Medicare's 5.4% decrease in 2002 physician payments continues to be a hot topic of discussion in Washington.
Yet, as leaders of physician groups and government agencies testify before Congress, the timeline for any resolution remains unclear.
The problem is money. The Congressional Budget Office places a price tag of $126 billion over a 10-year period on the recommendations given by the Medicare Payment Advisory Commission, an independent federal body that advises Congress on issues affecting the Medicare program.
"It's like getting sticker shock," says Richard Trachtman, director of congressional affairs for the American College of Physicians and the American Society of Internal Medicine.
"Still, we don't believe it'll cost that much."
ACP/ASIM plans to work with other physician groups on an independent analysis of the cost to fix the physician payment problem.
MedPAC's March 2002 report to Congress recommends repealing the current sustainable growth rate formula, which ties physician payments to the overall economy, and implementing updates based on changes in costs and productivity.
MedPAC also recommends that Congress increase payments for physician services by 2.5% for 2003.
MedPAC for the past year has stressed to Congress the problem of the current formula, which causes large year-to-year swings in payment updates that are unrelated to changes in the cost of providing physician services.
This is reflected in the 5.4% and 4.5% payment increases in 2000 and 2001, respectively, and the 5.4% drop this year, MedPAC's chair Glenn Hackbarth testified at a Feb. 28 congressional hearing.
Projections using the current formula indicate three more years of declines for physician update payments, for a total decrease of about 17% through 2005.
Not changing the current system will aggravate current problems consumers experience, such as difficulty in finding doctors who accept Medicare and long waits for appointments, said Paul Ginsburg, president of the Center for Studying Health System Change, at the Feb. 28 hearing.
Physician practices are already seriously threatened by the current payment cut, especially since two-thirds of practices are considered small businesses, says AMA Secretary-Treasurer Donald Palmisano, M.D.
The reductions leave physicians with such alternatives as not accepting new Medicare patients, opting out of the Medicare program, laying off administrative staff and retiring early or changing careers, Palmisano says.
Regardless of the gravity of the situation, no one is stepping up quickly to resolve the problem.
Indeed, President Bush did not earmark any money to address the issue when he proposed his recommended 2003 budget in February.
Trachtman says, "Any solution has to be budget-neutral, which means that now the money must be found by reducing payments to others under the Medicare program and applying that money to fix the physician payment problem. That's not an ideal situation for anyone."
While it is possible Congress could agree on a budget resolution that sets aside funding to fix the problem, that also will take time.
Over the next two months, Congress will tinker with the 2003 budget to meet its April 15 deadline.
"Yet Congress frequently fails to meet that deadline, and with a Democratic Senate and a Republican House, that doesn't auger well for an agreement," says Trachtman.
And according to Kevin Hayes, MedPAC's research director for Part B services, physicians shouldn't bank on receiving retroactive payments for 2002.
"Conversationally, no one has seriously discussed retroactive reimbursements to physicians for services billed for this year," says Hayes.
"The most that could happen is some type of elimination of the (5.4%) payment cut for the rest of the year."
When that "rest of the year" will begin remains the big question.

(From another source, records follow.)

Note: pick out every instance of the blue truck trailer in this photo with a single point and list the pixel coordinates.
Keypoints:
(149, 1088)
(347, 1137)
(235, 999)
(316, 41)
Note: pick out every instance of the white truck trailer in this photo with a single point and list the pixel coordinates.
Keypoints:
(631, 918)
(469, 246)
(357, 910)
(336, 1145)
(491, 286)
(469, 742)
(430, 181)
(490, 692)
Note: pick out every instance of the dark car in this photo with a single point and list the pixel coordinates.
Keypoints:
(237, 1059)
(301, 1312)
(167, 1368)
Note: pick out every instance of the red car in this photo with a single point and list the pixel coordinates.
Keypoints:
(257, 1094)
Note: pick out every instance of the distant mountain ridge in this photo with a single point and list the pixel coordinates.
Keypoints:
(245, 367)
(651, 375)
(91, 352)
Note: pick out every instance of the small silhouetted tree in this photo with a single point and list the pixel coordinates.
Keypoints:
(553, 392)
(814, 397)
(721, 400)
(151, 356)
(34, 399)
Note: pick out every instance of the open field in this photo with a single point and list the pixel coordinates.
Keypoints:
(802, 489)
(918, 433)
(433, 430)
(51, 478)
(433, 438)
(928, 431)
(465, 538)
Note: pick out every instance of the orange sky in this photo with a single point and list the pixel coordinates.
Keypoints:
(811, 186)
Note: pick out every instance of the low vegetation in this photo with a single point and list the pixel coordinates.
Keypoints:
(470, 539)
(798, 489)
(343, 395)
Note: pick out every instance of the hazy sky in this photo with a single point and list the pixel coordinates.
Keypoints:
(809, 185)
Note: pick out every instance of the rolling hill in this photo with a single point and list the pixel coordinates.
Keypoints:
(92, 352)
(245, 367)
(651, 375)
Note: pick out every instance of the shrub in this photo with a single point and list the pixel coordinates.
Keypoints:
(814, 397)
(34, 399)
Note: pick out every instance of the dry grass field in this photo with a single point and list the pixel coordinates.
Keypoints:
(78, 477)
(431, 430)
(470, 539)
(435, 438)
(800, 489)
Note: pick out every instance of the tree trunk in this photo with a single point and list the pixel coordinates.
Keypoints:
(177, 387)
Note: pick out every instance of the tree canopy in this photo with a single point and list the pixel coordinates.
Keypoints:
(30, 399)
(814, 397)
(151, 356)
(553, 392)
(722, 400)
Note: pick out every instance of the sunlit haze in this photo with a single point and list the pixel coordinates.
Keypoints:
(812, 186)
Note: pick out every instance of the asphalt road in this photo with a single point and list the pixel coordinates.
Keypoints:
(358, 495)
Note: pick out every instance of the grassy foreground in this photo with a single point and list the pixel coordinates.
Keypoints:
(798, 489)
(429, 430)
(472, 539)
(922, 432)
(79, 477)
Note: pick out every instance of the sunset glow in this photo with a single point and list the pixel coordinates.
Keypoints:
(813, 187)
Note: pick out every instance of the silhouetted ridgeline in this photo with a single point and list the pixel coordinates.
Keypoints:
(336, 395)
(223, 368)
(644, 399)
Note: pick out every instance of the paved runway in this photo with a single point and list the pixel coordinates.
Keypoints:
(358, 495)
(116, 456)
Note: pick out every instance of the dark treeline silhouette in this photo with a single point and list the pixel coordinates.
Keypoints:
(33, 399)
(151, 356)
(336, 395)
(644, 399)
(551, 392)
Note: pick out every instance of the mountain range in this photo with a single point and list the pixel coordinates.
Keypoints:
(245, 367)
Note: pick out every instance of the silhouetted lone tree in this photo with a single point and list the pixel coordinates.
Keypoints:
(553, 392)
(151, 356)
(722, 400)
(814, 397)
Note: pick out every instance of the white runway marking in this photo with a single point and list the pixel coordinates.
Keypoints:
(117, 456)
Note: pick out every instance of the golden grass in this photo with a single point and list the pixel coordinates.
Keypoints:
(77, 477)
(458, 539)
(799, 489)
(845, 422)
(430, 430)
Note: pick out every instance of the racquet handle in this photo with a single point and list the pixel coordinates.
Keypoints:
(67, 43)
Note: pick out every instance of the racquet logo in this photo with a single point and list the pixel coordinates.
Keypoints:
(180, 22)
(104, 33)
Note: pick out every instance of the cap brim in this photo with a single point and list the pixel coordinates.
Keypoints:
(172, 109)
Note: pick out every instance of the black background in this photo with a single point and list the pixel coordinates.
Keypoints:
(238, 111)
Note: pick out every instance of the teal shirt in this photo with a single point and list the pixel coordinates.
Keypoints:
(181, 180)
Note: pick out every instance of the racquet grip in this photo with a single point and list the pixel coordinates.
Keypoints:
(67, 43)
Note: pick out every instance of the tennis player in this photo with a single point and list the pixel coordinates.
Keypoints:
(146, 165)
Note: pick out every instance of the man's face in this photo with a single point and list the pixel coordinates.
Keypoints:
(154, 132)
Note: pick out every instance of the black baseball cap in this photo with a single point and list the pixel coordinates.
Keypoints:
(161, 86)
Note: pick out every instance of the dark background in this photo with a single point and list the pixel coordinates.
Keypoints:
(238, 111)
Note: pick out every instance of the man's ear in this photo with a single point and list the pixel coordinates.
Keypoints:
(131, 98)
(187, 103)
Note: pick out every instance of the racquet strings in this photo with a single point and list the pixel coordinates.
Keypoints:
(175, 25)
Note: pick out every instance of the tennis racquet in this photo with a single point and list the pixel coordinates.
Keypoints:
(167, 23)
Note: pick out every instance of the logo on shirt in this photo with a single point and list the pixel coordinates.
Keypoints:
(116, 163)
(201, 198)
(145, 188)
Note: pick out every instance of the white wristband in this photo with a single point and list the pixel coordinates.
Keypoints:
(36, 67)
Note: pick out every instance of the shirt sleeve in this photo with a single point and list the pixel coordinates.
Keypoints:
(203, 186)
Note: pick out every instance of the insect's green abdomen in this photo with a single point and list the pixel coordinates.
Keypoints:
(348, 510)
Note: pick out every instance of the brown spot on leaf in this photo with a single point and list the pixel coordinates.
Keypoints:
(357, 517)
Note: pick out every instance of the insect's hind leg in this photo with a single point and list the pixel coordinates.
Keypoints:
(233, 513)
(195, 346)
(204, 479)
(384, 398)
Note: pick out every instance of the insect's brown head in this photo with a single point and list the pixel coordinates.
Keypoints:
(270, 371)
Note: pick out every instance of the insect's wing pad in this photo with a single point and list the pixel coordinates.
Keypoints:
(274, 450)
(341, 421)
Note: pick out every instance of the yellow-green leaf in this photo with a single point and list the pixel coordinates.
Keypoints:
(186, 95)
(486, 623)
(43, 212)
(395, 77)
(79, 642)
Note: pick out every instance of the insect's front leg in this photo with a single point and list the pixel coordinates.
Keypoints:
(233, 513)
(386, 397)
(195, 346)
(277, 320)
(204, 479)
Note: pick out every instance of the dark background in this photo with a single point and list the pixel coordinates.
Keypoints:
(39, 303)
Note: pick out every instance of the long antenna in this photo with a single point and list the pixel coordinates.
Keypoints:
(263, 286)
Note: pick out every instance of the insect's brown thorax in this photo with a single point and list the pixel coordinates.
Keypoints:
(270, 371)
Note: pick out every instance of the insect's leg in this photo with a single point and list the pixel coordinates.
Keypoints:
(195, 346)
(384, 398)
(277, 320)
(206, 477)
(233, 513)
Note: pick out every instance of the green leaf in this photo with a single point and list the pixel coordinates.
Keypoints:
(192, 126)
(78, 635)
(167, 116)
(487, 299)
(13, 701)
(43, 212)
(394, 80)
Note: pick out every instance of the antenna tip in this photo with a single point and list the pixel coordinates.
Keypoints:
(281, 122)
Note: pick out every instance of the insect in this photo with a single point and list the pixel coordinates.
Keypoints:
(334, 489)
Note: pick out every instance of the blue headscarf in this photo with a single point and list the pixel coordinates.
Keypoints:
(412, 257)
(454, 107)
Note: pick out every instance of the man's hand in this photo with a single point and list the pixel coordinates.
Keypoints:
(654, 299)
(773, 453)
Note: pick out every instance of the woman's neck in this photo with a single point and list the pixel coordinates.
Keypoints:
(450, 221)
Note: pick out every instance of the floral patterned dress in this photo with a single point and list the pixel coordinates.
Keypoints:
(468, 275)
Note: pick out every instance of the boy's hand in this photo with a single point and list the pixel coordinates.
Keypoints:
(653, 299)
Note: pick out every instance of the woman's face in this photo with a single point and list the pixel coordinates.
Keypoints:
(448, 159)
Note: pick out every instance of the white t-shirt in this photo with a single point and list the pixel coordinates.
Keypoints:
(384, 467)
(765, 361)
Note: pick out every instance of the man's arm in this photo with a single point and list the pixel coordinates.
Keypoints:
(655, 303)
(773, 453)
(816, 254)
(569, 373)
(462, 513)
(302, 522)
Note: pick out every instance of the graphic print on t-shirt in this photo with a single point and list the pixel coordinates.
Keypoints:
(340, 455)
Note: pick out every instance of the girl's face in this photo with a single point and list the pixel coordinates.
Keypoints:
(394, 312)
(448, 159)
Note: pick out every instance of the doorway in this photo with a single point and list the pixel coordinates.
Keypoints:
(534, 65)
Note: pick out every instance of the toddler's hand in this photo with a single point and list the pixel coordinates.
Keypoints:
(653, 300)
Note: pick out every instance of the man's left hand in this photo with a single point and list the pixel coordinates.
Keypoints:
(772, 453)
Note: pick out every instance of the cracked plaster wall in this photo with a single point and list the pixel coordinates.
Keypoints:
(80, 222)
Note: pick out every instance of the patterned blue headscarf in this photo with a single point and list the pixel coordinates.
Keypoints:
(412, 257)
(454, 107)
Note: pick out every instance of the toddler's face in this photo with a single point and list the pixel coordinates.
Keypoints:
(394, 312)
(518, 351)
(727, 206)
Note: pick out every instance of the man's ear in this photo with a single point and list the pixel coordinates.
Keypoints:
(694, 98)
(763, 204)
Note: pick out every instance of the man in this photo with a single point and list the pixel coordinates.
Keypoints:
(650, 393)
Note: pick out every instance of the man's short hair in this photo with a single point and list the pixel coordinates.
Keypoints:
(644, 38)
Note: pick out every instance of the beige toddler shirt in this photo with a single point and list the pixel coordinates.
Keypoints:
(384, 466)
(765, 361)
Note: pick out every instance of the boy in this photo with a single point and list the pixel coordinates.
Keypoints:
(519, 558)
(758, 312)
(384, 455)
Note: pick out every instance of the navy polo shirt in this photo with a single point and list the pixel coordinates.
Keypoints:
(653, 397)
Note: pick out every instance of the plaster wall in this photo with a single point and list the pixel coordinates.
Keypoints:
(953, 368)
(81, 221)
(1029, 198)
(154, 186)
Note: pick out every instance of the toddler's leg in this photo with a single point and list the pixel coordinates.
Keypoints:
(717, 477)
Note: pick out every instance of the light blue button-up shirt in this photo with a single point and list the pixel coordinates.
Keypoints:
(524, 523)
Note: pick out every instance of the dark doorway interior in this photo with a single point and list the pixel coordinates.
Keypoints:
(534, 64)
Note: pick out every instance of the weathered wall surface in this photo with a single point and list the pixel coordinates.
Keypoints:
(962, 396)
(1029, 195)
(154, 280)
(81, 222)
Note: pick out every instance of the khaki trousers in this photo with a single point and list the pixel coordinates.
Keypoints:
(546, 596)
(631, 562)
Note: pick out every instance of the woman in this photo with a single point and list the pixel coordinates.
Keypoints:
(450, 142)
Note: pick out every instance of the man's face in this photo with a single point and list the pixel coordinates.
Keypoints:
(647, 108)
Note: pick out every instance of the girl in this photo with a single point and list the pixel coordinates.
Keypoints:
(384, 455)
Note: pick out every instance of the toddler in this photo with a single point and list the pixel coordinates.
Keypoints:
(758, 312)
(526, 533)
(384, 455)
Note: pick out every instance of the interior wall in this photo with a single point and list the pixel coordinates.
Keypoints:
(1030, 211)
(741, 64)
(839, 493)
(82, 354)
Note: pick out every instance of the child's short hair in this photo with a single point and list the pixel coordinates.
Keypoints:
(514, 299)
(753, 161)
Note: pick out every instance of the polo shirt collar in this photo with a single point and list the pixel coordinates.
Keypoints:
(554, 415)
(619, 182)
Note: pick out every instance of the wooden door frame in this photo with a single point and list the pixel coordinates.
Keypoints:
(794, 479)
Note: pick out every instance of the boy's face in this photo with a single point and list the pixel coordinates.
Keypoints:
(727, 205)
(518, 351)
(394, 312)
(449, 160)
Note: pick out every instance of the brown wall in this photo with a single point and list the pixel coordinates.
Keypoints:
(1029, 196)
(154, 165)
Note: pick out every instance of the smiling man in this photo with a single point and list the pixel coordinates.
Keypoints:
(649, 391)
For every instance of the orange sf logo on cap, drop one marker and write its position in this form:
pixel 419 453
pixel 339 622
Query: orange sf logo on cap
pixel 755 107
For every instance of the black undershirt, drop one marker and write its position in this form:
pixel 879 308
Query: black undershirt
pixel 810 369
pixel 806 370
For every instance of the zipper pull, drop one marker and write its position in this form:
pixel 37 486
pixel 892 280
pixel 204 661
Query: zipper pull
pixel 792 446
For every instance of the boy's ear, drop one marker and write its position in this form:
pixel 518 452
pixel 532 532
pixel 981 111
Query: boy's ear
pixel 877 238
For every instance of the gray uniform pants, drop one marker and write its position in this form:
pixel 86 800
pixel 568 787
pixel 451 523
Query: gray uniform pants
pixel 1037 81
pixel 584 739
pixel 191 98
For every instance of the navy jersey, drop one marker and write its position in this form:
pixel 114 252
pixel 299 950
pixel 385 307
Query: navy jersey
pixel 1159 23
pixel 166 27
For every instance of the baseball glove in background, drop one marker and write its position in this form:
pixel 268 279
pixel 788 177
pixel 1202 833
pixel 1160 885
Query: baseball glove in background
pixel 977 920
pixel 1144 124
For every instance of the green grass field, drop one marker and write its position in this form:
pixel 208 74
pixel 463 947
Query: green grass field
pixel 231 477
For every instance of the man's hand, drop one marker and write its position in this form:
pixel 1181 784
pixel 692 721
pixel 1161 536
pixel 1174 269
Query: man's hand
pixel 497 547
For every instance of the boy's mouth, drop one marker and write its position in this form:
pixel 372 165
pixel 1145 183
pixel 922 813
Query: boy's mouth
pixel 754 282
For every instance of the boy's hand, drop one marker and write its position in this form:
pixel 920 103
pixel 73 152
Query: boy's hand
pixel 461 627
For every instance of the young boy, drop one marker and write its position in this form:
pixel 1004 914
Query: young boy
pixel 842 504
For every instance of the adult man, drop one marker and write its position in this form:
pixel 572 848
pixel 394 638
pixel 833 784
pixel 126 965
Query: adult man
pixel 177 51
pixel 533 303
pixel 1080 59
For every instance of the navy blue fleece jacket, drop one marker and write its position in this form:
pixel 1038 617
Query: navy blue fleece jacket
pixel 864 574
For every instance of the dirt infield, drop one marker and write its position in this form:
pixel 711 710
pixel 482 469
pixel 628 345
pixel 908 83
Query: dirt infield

In the meantime, congressional leaders are working to draft comprehensive Medicare reform legislation.
That effort most likely will include physician payment issues as well as prescription drug coverage.
The latter is another issue begging financial attention, and it is one that draws skepticism.
"Even if Congress could agree on the price tag for a prescription drug package--a big if--we still need to resolve delivery system issues," says Sen. John Breaux (D-La.), a member of the Senate Finance Committee.
Those issues are complicated and generate "deeply held differences of opinion" among some members, he says.
"I am an eternal optimist, but the chances of passing prescription drug legislation this year are less than 50-50," Breaux says.
"I hope I'm wrong, and I'll try to prove I'm wrong."